Installing Linux distro without breaking Windows install
Installing Linux distro without breaking Windows install
Solution: When I formatted all my drives to install Linux on one and Windows on the other, I kept both connected and they share EFI boot partition as a result. Every time I reinstall Linux it formats the drive and therefore deletes the Windows's EFI Boot as well. One way is to fix this is to reinstall Windows while disconnecting the drive you have Linux on. Or you can move the boot files if you don't want to do that.
I used this guide: https://forums.tomshardware.com/threads/changing-windows-boot-manager-drive.3571420/post-21561626
Also remember to delete the Microsoft folder in the boot folder on Linux after you’ve checked that the new boot loader is working.
OP:
Currently dual booting as I need Windows for a few tasks and ganes Linux just won’t do. Since setting everything up I’ve reinstalled Linux twice, both times I’ve lost the ability to boot into windows and have needed to reinstall it.
Disk doesn’t show at all in Grub, tried all kinds of things but it just doesn’t show as a bootable OS. It doesn’t show in the boot options in the BIOS or the boot menu for my motherboard. Drive shows up and all the files are still on it. So my guess is the Windows bootloader somehow installs on the same disk that I have Linux on.
I run Linux(Fedora) and Windows on two separate drives.
Windows take forever to install. Anything I can do now to prevent this from happening if I need to reinstall Linux or if I wanna to some distro hopping?
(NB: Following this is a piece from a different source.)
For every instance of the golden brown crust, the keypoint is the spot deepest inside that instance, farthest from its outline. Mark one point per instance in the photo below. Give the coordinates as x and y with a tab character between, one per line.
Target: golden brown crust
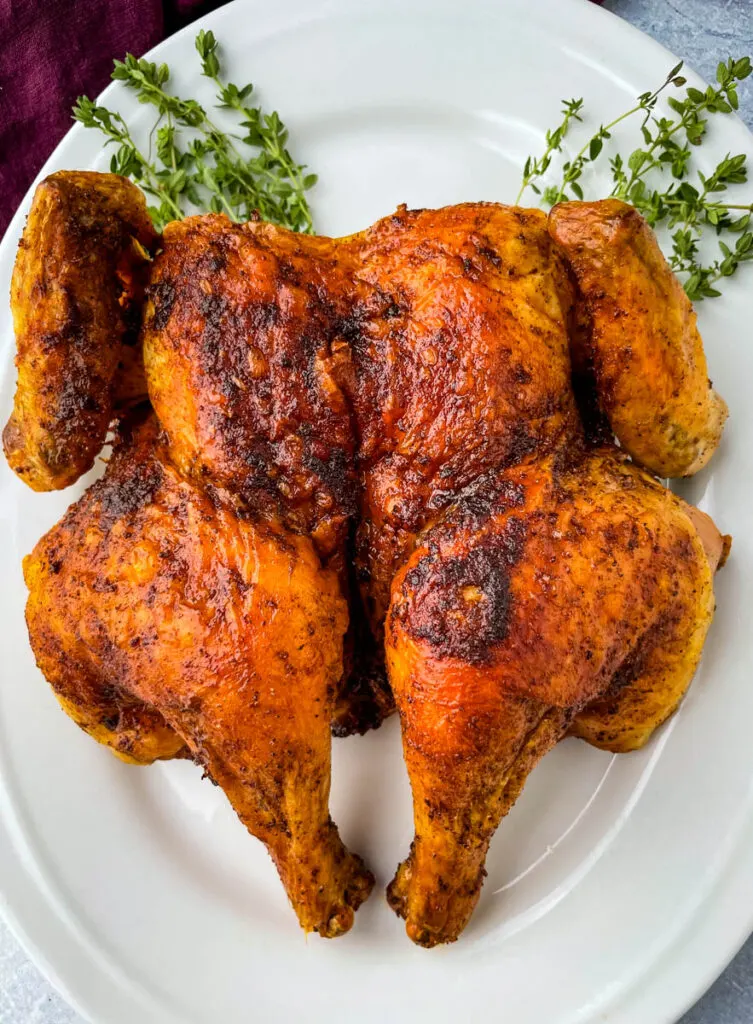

Just to be clear, everything is working right now. But I want to prevent having to reinstall Windows every time I change distro or reinstall my Linux OS
Do you have the os-prober package installed? I haven't used Fedora in over a decade, so I don't know if it's a default or not.
Yes that’s present and working.
Issue is that my BIOS doesn’t find it either. So something happens when I install a linux distro that breaks the Windows boot loader.
When I reinstall Windows, I can update the grub and it shows up. (It’s also back in the BIOS after reinstalling)
I was doing some quick research and saw someone suggest installing each OS with the other drive disconnected. That way you can first get each one working individually and there's no chance of one messing with the other's bootloader.